Microstructures and Microwave Dielectric Properties of the CaSmAlO4‐Based Ceramics

Abstract

The effects of secondary phases on microwave dielectric properties were investigated for CaSmAlO4‐based ceramics with bulk compositions of (2+2x)CaO·(1−x)Sm2O3·Al2O3 (x=−0.10, −0.05, 0, 0.05, 0.10) and (2+2x)CaO·Sm2O3·Al2O3 (x=0.02, 0.04). In dense ceramics with bulk compositions of (2+2x)CaO·(1−x)Sm2O3·Al2O3, Ca3Al2O6 (x>0) and SmAlO3 (x≤0) secondary phases were observed. Moreover, Sm2O3 was detected for x<0, while CaO was only detected at x=0.2. The secondary phases of Ca3Al2O6 and SmAlO3 increased the dielectric loss (tan δ) and the temperature coefficient of the resonant frequency (τf).
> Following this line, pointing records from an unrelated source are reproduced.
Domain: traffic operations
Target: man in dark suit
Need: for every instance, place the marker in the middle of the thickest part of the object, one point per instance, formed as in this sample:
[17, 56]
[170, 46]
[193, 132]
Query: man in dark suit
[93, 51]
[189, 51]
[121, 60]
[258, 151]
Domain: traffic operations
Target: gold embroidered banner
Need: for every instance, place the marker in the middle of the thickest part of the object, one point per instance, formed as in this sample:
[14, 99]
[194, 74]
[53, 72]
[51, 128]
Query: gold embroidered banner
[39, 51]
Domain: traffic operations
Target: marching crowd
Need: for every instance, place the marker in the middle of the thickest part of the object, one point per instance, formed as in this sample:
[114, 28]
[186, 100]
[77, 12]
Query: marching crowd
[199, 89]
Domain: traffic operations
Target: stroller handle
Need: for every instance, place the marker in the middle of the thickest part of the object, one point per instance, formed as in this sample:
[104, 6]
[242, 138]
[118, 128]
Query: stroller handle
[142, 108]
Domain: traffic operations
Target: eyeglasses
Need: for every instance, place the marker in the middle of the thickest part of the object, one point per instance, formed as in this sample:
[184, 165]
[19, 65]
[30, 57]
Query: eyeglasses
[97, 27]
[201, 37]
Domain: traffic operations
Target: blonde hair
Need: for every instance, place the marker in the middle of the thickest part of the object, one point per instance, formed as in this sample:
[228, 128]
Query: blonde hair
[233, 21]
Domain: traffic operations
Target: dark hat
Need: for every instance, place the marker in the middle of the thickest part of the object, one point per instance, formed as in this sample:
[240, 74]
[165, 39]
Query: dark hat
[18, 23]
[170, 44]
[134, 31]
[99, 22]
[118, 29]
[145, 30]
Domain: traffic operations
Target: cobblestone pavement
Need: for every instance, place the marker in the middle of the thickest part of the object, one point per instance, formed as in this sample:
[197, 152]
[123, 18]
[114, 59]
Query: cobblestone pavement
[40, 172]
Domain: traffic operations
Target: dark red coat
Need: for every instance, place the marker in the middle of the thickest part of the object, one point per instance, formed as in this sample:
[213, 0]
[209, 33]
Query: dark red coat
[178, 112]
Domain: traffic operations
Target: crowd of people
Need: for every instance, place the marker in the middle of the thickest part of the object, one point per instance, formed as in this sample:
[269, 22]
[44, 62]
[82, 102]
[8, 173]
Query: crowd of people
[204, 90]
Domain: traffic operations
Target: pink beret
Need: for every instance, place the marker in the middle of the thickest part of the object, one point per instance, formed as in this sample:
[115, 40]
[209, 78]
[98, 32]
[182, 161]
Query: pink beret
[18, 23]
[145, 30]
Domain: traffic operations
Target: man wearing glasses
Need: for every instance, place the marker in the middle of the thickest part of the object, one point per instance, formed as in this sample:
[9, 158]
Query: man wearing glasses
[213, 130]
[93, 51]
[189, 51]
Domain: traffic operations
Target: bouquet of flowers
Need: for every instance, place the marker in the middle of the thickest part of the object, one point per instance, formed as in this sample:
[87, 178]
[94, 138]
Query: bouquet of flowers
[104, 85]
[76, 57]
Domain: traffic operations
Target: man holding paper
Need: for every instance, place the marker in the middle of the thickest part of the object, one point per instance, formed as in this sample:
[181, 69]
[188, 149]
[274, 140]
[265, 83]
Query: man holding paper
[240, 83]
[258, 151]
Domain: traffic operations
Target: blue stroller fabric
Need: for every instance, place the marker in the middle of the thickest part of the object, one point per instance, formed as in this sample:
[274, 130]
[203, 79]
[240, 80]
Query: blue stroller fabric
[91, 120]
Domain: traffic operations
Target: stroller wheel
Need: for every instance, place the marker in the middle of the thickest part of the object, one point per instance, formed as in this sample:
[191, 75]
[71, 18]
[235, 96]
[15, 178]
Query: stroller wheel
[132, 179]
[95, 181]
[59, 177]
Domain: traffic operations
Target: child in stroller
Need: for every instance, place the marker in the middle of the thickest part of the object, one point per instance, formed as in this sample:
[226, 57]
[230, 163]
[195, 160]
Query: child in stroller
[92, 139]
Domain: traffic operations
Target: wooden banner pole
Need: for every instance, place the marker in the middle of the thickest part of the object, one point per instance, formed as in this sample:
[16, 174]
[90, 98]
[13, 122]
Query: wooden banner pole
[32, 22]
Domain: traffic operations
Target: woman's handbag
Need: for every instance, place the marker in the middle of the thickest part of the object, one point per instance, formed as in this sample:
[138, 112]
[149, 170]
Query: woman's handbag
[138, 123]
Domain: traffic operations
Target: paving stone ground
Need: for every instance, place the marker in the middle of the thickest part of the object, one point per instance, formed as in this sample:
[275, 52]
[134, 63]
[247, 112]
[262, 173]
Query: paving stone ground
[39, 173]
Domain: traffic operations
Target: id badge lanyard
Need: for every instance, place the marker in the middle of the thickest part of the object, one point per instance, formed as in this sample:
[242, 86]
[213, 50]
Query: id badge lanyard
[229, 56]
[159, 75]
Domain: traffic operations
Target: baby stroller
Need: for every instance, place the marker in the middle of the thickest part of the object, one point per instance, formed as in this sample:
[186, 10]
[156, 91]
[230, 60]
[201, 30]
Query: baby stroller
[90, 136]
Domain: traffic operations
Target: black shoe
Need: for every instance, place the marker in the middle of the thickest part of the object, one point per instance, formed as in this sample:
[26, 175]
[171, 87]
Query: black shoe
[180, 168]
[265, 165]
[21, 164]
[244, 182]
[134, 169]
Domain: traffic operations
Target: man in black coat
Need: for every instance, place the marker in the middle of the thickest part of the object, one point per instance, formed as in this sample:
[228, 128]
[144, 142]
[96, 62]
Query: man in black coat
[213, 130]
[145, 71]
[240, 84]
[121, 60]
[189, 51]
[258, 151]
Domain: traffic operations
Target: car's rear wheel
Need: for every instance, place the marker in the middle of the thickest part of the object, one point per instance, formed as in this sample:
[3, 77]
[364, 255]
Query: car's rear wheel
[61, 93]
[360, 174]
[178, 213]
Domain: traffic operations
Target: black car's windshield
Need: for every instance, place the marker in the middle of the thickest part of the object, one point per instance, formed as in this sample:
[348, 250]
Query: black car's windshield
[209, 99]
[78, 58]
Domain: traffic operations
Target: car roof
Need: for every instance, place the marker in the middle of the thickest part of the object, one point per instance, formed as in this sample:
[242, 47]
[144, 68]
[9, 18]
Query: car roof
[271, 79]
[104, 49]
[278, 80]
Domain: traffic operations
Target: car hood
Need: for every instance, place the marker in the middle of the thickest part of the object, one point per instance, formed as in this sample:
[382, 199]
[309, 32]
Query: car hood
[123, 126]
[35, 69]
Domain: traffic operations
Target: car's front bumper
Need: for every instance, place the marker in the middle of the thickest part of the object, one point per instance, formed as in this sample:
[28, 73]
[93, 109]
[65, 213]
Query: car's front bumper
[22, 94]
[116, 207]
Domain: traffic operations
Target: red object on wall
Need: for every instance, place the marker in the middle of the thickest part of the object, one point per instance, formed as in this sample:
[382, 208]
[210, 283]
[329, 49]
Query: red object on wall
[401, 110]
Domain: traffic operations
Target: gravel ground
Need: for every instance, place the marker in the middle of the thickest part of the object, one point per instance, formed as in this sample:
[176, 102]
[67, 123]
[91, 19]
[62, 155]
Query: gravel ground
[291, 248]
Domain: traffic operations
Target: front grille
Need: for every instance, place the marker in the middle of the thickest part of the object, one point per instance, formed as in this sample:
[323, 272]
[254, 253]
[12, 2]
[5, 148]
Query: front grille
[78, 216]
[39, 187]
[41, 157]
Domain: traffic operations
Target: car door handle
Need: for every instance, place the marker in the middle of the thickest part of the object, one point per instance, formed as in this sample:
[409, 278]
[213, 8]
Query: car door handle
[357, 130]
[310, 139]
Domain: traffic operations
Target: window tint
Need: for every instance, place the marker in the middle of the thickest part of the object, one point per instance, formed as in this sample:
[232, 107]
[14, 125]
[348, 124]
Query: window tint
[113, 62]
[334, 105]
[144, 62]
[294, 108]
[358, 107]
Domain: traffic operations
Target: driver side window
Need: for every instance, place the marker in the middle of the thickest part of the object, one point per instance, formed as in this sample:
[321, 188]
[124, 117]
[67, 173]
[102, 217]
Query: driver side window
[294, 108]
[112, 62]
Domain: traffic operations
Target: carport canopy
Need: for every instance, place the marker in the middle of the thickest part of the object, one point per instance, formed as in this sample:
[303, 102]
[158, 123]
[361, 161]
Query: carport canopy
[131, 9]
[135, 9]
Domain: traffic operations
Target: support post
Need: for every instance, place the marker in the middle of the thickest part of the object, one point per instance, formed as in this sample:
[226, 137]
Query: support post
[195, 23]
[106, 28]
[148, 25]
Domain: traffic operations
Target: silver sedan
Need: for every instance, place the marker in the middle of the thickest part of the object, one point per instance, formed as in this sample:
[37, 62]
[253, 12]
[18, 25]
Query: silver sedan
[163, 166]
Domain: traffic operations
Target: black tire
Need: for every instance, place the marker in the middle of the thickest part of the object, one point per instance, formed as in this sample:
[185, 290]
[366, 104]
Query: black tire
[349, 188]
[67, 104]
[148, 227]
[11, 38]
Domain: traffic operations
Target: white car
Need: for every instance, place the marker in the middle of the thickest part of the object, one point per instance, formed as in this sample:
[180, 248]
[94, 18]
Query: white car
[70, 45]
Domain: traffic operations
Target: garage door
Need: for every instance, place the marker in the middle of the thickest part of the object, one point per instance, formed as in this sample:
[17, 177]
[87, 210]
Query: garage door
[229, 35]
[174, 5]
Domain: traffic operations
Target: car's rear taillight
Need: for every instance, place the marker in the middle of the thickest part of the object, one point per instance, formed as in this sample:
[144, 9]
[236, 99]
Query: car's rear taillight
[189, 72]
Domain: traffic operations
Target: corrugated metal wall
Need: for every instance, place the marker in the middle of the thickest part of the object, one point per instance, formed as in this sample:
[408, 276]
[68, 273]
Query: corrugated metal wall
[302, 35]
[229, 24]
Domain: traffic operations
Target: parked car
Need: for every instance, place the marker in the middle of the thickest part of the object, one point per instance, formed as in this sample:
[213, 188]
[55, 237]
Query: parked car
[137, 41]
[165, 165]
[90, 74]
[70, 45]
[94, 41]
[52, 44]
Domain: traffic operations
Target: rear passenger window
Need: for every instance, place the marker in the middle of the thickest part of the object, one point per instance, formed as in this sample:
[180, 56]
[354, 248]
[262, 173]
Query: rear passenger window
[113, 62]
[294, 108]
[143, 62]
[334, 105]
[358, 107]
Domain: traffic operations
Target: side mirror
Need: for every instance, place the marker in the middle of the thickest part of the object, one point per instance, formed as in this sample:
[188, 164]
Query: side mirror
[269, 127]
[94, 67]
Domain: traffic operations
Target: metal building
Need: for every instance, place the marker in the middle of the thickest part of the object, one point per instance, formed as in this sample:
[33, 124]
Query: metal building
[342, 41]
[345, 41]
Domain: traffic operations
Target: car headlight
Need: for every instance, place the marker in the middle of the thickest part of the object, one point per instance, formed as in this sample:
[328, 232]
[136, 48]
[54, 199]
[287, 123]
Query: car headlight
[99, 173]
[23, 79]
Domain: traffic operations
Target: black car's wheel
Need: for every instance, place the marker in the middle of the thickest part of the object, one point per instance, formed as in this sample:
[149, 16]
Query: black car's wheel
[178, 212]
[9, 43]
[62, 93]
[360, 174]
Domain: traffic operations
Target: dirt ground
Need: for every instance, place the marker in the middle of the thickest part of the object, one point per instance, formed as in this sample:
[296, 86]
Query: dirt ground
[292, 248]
In dense ceramics with bulk compositions of (2+2x)CaO·Sm2O3·Al2O3 (x=0.02, 0.04), the additional CaO eliminated the SmAlO3 secondary phase and led to the formation of a CaSmAl3O7 secondary phase. Microwave dielectric properties were greatly improved for ceramics with bulk compositions of (2+2x)CaO·Sm2O3·Al2O3 (x=0.02, 0.04): ɛr=19.2; Q×f=120 000–120 400 GHz; τf=−10 to −9 ppm/°C.